Re: Thread Safety - A Theoretical Question
Re: Thread Safety - A Theoretical Question
- Subject: Re: Thread Safety - A Theoretical Question
- From: Greg Parker <email@hidden>
- Date: Mon, 12 Oct 2009 14:42:16 -0700
On Oct 12, 2009, at 1:47 PM, André Berg wrote:
I am designing my first real class and I am wondering about thread
safety. I have read the Cocoa Fundamentals and also the Threading
Programming Guide but there was one question forming in my head
which I couldn't quite find an answer for. I guess it is something
that class designers deal differently with.
My class internally doesn't use any threads at all (well apart from
an NSTask ivar and readInBackgroundAndNotify). The only scenario I
can think of that would be dangerous is if in the calling code (the
code from the user of my class) there are two threads which could
simultaneously access the same instance of my class.
In that case is it my responsibility to guard all access to my
class' thread unsafe ivars (like mutable objects for example) or is
it the responsibility of the user of my class to guard all access to
my class' instances in his code?
With regards to this, should I care about thread safety at all? If
you are designing a class, even without any concurrency in it at
all, where do you decide to worry about thread safety in code
outside your reach?
There are many different patterns of thread-safety and -unsafety, with
varying performance, implementation difficulty, and restrictions on
clients. If you're writing code that you expect other people and other
code to use, you should always think about thread safety. Of course
that thought may only go as far as deciding and documenting that the
code is thread-unsafe and client beware. But it really is the thought
that counts here.
Some examples, in rough order of increasing multithreaded-ness from
the client's perspective. You'll probably want to pick one of these
patterns, document the choice, and design and implement around that
choice.
* Thread-unsafe / main thread only. Many AppKit classes work this way.

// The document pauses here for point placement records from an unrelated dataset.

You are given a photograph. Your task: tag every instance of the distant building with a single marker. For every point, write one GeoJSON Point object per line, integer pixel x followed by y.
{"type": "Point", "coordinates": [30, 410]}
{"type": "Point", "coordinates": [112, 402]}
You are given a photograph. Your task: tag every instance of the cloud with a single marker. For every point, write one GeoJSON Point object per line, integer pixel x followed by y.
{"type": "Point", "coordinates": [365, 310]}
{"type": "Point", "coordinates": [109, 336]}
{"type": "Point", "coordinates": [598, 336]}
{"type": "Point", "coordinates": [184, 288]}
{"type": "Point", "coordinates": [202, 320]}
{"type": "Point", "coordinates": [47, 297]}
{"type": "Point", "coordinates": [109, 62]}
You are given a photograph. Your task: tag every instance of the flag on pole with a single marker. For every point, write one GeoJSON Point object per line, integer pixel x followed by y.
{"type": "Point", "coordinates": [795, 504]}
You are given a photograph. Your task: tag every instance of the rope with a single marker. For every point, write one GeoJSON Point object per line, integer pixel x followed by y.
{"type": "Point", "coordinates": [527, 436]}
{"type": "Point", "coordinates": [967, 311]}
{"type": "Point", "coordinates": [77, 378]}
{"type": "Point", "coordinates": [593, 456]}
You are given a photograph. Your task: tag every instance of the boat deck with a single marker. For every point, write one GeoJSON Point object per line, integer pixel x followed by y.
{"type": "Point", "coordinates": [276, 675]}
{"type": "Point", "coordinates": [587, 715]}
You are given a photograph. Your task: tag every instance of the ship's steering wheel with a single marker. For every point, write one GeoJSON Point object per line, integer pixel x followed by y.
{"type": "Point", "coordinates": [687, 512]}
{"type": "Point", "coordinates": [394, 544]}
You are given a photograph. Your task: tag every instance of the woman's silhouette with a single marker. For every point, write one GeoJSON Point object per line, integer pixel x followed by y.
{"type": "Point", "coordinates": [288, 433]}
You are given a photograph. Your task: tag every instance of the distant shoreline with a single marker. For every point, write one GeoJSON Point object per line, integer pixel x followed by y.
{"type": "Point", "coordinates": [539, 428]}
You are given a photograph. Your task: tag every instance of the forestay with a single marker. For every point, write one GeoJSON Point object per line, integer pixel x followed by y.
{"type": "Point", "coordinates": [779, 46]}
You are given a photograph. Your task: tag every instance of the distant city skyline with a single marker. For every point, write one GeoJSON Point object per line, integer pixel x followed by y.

The implementer did nothing to make threads work. The client may only
use it from the main thread.
* One thread per instance. Much of Core Data works this way. A
particular instance may only be used from a single thread, but other
threads may simultaneously use other instances. The implementer made
sure that any global variables or shared data was thread-safe inside
the implementation, but per-instance data was not made thread-safe.
* One lock per instance. Mutable containers often work this way. A
particular instance may be used on multiple threads, but only if all
uses of that instance are protected by a single mutex. Other instances
may be protected by other mutexes.
* Multiple readers, single writer. Mutable containers often work this
way. A particular instance may be used without mutation on multiple
threads simultaneously without synchronization, but any mutation must
be mutually exclusive with other mutations and all non-mutators. (I.e.
you can have multiple threads calling -objectAtIndex: on an
NSMutableArray, but -objectAtIndex: and -setObject:atIndex: on
different threads need to be protected from each other.)
* Immutable. NSValue and immutable containers work this way. A
particular instance can be used on multiple threads simultaneously,
and since it can't be modified there's no need to add synchronization
to protect mutations. This is a special case of multiple reader /
single writer with zero writers.
* Anything goes. Any method may be called from any thread at any time,
and the implementation will make it work. Usually this is hard to
implement, hurts performance, and greatly restricts the API design.